Augustine Sokolovski

In ancient times, Jacob the Great, or Saint James of Nisibis was highly revered throughout the Church. Pious Christians knew his life, made pilgrimages to his relics, in the east and west his name was commemorated during divine services and in church monthly books. It is very important for us, Orthodox Christians of the 21st century, not to forget about this great saint.

Jacob's entire life was connected with the city of Nisibis, by which he is named in church calendars. Now Nisibis is modern Nusaybin, a small town in southeastern Turkey near the Syrian border.

It was once located on the line of contact between the Roman and Persian Empires, and, in modern terms, was a missionary center and an outpost for the spread of Christianity in Persia. For a long time, the city passed from hand to hand until, finally, in 639/640 it was taken by Arab conquerors, after which its historical significance faded away. Today, the Church of St. James with the tomb of the saint has been preserved in it. Nisibis had a special spiritual and historical relationship with another great center of ancient Eastern Christianity - Edessa. Edessa was located about two hundred kilometers from Nisibis and today bears the name Şanli-Urfa. To remind ourselves of church history in any circumstances, we note that today this particular city is considered the capital of the hot red pepper and one of the famous varieties of kebab - Urfa kebab.

The memory of Saint James was preserved thanks to the “Religious History” by Theodoret of Cyrus (393–457); ancient church historians also talk about him. According to life, Jacob was originally a hermit. Ancient Syrian monasticism was particularly extremely strict; ascetics lived in the open air and ate exclusively plants. However, in 309, local Orthodox Christians elected Jacob as their bishop. This was a time of severe persecution of Christians in the Roman Empire, and therefore Jacob simply could not refuse. Through extreme hardship, the ascetics sought gradual voluntary martyrdom, literally dying to the world, and the bishopric gave the elect a great chance of instant martyrdom!

However, the saint survived persecution and thus became a living confessor of the faith. In 325, he took part in the First Ecumenical Council in Nicaea, at which he showed himself as a supporter of the Orthodox faith, the main exponent of which was the future Bishop of Alexandria Athanasius the Great (298–373).
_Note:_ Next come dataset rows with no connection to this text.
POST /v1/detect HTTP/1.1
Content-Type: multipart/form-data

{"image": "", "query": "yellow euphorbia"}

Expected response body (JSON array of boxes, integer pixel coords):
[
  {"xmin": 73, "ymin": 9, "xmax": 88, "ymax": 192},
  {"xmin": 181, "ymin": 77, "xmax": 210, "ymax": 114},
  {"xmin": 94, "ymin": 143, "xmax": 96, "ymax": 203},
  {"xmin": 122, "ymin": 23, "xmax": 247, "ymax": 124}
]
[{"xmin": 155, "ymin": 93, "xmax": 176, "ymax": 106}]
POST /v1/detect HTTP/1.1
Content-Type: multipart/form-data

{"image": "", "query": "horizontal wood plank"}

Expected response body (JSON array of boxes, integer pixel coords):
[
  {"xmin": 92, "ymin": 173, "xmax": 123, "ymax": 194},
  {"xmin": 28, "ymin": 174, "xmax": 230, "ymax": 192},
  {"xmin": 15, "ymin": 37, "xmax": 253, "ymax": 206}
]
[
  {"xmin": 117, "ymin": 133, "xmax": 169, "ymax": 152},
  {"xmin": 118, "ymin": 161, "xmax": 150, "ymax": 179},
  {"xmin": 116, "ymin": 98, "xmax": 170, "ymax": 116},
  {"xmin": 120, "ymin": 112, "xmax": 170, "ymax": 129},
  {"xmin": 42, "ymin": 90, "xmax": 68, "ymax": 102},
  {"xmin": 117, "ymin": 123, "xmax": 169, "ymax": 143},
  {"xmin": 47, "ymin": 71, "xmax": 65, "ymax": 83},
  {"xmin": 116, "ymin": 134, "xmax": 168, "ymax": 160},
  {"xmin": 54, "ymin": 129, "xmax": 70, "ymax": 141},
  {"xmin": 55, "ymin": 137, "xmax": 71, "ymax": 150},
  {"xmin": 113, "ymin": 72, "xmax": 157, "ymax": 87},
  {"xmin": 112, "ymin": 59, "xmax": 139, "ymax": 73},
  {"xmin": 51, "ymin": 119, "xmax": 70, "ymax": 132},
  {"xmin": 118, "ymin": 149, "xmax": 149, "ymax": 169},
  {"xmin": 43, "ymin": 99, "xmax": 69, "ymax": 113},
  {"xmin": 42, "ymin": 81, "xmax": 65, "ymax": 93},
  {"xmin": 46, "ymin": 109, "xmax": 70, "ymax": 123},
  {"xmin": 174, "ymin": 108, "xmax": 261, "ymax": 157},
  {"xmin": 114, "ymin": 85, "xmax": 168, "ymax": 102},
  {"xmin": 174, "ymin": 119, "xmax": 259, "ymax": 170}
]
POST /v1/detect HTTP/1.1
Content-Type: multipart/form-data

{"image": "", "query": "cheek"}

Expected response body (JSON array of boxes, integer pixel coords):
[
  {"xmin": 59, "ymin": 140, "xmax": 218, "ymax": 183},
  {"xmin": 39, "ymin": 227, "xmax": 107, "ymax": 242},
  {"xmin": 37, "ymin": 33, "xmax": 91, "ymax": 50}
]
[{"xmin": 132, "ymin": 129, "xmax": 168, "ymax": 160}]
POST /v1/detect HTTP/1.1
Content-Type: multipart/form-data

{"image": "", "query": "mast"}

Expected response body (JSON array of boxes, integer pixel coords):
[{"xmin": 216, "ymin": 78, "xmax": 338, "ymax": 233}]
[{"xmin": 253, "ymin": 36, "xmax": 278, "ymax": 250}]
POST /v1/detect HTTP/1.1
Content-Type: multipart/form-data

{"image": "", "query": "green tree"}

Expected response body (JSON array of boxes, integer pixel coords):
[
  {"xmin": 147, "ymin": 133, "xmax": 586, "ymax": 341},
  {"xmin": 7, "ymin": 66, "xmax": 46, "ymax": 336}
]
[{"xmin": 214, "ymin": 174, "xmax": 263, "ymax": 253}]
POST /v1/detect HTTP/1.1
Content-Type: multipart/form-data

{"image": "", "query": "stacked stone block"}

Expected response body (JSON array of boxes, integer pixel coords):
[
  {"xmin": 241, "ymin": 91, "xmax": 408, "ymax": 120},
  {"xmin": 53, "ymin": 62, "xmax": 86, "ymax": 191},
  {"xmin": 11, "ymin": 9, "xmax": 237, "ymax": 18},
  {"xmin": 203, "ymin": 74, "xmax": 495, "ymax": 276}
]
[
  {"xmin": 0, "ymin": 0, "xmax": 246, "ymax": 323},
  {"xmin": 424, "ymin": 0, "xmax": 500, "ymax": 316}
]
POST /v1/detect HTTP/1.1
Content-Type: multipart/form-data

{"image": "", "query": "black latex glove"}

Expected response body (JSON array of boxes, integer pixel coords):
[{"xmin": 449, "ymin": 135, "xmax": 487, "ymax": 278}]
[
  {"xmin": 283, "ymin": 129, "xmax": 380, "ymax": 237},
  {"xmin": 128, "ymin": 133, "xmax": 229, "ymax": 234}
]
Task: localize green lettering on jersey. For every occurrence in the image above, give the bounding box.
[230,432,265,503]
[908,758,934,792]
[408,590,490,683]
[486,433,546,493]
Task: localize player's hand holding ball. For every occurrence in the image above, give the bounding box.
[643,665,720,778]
Like Saint Augustine (354–430) a century later in the city of Hippo besieged by Vandals, in July 337 Saint James went to the Lord in prayer during the siege of his hometown by the Persians. Let us remember that James and Augustine, saints of the Golden Age of patristic writing, at different ends of the then Universe, both died during a military siege. This is the wonderful kinship of the saints in everyday suffering.

Life and popular veneration testify to the miracles and signs performed by the saint on a biblical scale. “Nicholas the Wonderworker” of ancient Persian Christianity, as he can be called in the light of tradition, Saint James was not only a national saint. Theological works bearing his name have been preserved, and tradition connects the founding of the great Nisibian theological school with his works. Ephraim the Syrian called him his teacher in theology and father in faith. The memory of Saint Jacob of Nisibis recalls the ancient patristic axiom: “Practicing theology is akin to prayer, and whoever prays a lot is a theologian.”